In motion stream, we use two methods to get optical flow data.
- Download the preprocessed tvl1 optical flow dataset directly from https://github.com/feichtenhofer/twostreamfusion.
- Using flownet2.0 method to generate 2-channel optical flow image and save its x, y channel as .jpg image in disk respectively, which cost about 56G.
1.3 (Alternative)Download the preprocessed data directly from feichtenhofer/twostreamfusion)
- RGB images
wget http://ftp.tugraz.at/pub/feichtenhofer/tsfusion/data/ucf101_jpegs_256.zip.001
wget http://ftp.tugraz.at/pub/feichtenhofer/tsfusion/data/ucf101_jpegs_256.zip.002
wget http://ftp.tugraz.at/pub/feichtenhofer/tsfusion/data/ucf101_jpegs_256.zip.003
cat ucf101_jpegs_256.zip* > ucf101_jpegs_256.zip
unzip ucf101_jpegs_256.zip
- Optical Flow
wget http://ftp.tugraz.at/pub/feichtenhofer/tsfusion/data/ucf101_tvl1_flow.zip.001
wget http://ftp.tugraz.at/pub/feichtenhofer/tsfusion/data/ucf101_tvl1_flow.zip.002
wget http://ftp.tugraz.at/pub/feichtenhofer/tsfusion/data/ucf101_tvl1_flow.zip.003
cat ucf101_tvl1_flow.zip* > ucf101_tvl1_flow.zip
unzip ucf101_tvl1_flow.zip
- As mention before, we use ResNet101 first pre-trained with ImageNet then fine-tuning on our UCF101 spatial rgb image dataset.
- Input data of motion cnn is a stack of optical flow images which contained 10 x-channel and 10 y-channel images, So it's input shape is (20, 224, 224) which can be considered as a 20-channel image.
- In order to utilize ImageNet pre-trained weight on our model, we have to modify the weights of the first convolution layer pre-trained with ImageNet from (64, 3, 7, 7) to (64, 20, 7, 7).
- In [2] Wang provide a method called Cross modality pre-training to do such weights shape transform. He first average the weight value across the RGB channels and replicate this average by the channel number of motion stream input( which is 20 is this case)

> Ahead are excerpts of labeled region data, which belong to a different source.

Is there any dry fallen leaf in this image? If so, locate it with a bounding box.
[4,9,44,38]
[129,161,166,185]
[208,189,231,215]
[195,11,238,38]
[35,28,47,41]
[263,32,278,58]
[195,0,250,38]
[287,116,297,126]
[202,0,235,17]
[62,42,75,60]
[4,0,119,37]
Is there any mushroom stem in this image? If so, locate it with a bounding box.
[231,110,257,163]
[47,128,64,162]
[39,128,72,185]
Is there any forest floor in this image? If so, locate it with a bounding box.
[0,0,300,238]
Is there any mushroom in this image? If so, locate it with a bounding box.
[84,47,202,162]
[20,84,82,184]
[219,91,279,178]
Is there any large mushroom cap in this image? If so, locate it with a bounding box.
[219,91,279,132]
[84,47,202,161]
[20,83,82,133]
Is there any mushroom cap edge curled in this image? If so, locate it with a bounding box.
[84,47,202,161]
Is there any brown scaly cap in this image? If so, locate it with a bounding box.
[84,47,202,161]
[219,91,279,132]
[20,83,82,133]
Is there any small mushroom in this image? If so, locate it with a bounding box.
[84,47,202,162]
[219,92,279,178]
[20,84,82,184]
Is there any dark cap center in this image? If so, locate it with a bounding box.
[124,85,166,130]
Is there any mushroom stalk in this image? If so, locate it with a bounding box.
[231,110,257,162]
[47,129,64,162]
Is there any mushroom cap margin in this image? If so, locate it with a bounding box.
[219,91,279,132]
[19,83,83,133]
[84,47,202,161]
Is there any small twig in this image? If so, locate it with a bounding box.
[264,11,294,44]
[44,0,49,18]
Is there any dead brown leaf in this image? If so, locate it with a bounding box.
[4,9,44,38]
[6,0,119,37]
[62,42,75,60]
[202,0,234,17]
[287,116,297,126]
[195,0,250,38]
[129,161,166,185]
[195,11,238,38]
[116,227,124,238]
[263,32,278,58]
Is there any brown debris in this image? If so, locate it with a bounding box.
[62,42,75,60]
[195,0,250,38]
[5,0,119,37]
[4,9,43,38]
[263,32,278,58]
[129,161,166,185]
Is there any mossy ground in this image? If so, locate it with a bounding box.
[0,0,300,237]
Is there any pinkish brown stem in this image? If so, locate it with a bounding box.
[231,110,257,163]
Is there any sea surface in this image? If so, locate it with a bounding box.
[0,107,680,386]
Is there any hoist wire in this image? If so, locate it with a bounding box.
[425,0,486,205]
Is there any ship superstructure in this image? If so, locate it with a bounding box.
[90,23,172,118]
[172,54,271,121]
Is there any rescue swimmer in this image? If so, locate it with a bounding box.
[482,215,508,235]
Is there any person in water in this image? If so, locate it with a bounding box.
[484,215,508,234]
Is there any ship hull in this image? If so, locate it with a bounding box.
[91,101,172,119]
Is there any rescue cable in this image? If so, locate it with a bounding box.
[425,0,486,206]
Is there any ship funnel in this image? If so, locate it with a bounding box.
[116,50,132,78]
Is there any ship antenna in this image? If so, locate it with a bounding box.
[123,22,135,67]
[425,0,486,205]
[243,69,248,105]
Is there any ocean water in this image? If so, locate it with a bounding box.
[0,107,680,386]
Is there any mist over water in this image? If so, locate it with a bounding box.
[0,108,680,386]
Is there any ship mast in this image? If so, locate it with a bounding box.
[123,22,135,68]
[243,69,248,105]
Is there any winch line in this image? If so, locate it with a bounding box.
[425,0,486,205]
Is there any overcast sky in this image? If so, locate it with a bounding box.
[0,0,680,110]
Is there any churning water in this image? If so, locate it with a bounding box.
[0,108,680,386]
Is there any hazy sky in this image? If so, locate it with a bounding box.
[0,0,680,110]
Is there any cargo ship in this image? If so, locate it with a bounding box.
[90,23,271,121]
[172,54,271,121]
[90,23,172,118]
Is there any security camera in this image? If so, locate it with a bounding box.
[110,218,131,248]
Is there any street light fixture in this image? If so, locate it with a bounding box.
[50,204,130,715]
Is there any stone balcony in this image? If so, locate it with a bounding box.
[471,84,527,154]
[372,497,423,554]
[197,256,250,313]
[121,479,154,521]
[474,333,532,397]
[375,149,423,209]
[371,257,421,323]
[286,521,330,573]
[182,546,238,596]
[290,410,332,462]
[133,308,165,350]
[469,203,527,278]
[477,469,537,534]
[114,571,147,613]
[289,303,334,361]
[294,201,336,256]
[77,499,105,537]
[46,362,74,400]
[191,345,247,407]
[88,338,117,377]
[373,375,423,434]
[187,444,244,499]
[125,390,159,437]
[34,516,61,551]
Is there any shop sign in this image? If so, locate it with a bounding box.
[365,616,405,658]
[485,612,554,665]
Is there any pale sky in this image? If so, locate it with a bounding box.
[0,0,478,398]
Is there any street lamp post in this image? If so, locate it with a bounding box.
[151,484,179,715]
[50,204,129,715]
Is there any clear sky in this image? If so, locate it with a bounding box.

- Here we utilize the techniques in Temporal Segment Network. For every videos in a mini-batch, we randomly select 3 frames from each video. Then a consensus among the frames will be derived as the video-level prediction for calculating loss.
- In every mini-batch, we randomly select 64 (batch size) videos from 9537 training videos and futher randomly select 1 stacked optical flow in each video.
- Both stream apply the same data augmentation technique such as random cropping.
- For every 3783 testing videos, we uniformly sample 19 frames in each video and the video level prediction is the voting result of all 19 frame level predictions.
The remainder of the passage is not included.